Download or read book Horror Film written by Murray Leeder and published by Bloomsbury Publishing USA. This book was released on 2018-01-25 with total page 289 pages. Available in PDF, EPUB and Kindle. Book excerpt: An introduction to the horror film genre.
Download or read book Information written by Michele Kennerly and published by Columbia University Press. This book was released on 2021-01-19 with total page 164 pages. Available in PDF, EPUB and Kindle. Book excerpt: For decades, we have been told we live in the “information age”—a time when disruptive technological advancement has reshaped the categories and social uses of knowledge and when quantitative assessment is increasingly privileged. Such methodologies and concepts of information are usually considered the provenance of the natural and social sciences, which present them as politically and philosophically neutral. Yet the humanities should and do play an important role in interpreting and critiquing the historical, cultural, and conceptual nature of information. This book is one of two companion volumes that explore theories and histories of information from a humanistic perspective. They consider information as a long-standing feature of social, cultural, and conceptual management, a matter of social practice, and a fundamental challenge for the humanities today. Bringing together essays by prominent critics, Information: Keywords highlights the humanistic nature of information practices and concepts by thinking through key terms. It describes and anticipates directions for how the humanities can contribute to our understanding of information from a range of theoretical, historical, and global perspectives. Together with Information: A Reader, it sets forth a major humanistic vision of the concept of information.
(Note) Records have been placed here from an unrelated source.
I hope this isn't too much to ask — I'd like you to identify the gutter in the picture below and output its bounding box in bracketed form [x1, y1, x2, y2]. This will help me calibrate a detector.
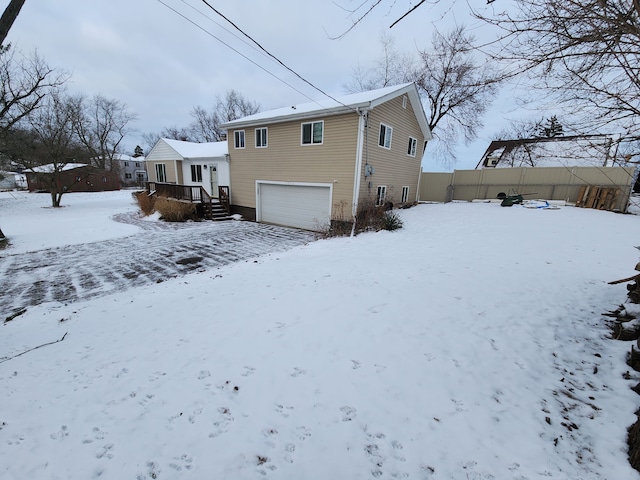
[351, 108, 369, 223]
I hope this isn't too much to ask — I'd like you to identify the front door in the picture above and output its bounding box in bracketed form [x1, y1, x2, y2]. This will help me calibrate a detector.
[209, 165, 218, 198]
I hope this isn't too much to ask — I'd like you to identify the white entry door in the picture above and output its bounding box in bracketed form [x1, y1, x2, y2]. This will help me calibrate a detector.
[256, 182, 332, 230]
[209, 165, 218, 198]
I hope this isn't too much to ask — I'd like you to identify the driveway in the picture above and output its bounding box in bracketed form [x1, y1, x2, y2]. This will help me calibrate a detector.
[0, 213, 315, 321]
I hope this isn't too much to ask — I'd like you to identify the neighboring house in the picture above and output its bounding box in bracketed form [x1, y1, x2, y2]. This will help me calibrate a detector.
[476, 135, 614, 169]
[24, 163, 120, 192]
[222, 83, 432, 230]
[145, 138, 230, 198]
[0, 171, 27, 190]
[114, 154, 147, 187]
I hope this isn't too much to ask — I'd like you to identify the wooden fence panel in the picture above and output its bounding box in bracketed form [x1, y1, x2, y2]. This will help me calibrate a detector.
[420, 167, 635, 212]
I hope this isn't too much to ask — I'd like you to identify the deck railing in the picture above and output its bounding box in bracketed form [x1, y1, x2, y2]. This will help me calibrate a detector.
[147, 182, 231, 214]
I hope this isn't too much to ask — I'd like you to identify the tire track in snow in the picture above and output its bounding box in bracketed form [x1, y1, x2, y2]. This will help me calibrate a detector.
[0, 214, 314, 319]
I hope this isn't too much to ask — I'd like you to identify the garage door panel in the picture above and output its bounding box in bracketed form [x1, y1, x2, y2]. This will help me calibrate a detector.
[258, 183, 331, 230]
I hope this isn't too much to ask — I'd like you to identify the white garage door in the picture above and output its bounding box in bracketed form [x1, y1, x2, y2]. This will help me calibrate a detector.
[257, 183, 331, 230]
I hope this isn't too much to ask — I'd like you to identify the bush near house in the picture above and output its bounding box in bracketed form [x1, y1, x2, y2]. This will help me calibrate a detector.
[154, 197, 198, 222]
[134, 191, 156, 215]
[325, 202, 402, 237]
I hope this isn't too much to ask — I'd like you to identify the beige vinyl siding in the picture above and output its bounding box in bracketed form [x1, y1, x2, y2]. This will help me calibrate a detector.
[145, 160, 182, 184]
[229, 113, 359, 218]
[360, 96, 424, 205]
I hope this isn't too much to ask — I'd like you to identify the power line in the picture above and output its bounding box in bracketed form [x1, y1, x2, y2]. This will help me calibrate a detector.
[198, 0, 357, 113]
[156, 0, 313, 101]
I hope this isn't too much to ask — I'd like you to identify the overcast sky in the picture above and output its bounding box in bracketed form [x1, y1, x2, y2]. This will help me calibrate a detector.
[0, 0, 513, 170]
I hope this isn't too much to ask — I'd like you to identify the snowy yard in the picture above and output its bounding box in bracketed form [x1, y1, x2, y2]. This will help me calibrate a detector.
[0, 192, 640, 480]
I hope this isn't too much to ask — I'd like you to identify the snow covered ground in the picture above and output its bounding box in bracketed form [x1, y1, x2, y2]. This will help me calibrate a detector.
[0, 192, 640, 480]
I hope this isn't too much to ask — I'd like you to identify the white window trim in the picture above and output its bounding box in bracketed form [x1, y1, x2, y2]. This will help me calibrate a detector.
[400, 185, 409, 203]
[255, 127, 269, 148]
[378, 122, 393, 150]
[233, 130, 247, 150]
[407, 137, 418, 157]
[191, 164, 202, 183]
[300, 120, 324, 147]
[156, 163, 167, 183]
[376, 185, 387, 207]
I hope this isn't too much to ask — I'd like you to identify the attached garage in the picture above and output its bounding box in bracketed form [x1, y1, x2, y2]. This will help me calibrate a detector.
[256, 180, 332, 230]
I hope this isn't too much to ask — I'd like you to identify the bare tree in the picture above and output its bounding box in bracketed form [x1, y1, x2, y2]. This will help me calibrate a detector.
[16, 92, 84, 207]
[0, 46, 68, 240]
[346, 26, 501, 166]
[344, 33, 415, 93]
[474, 0, 640, 135]
[189, 89, 260, 142]
[0, 0, 25, 45]
[69, 95, 137, 170]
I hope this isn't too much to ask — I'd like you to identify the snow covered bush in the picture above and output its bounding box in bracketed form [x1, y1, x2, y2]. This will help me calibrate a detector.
[155, 197, 198, 222]
[134, 191, 156, 215]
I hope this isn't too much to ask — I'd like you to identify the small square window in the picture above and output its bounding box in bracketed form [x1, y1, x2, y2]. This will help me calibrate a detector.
[376, 185, 387, 207]
[256, 127, 267, 148]
[233, 130, 244, 148]
[302, 120, 324, 145]
[378, 123, 393, 149]
[407, 137, 418, 157]
[400, 186, 409, 203]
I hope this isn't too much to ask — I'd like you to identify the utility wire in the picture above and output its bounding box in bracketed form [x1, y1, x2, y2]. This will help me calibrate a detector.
[157, 0, 313, 101]
[200, 0, 357, 113]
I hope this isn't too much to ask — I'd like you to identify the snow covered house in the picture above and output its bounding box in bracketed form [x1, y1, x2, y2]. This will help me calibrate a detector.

Download or read book Hitler Films from Germany written by K. Machtans and published by Springer. This book was released on 2012-11-30 with total page 295 pages. Available in PDF, EPUB and Kindle. Book excerpt: The first book-length study to critically examine the recent wave of Hitler biopics in German cinema and television. A group of international experts discuss films like Downfall in the context of earlier portrayals of Hitler and draw out their implications for the changing place of the Third Reich in the national historical imagination.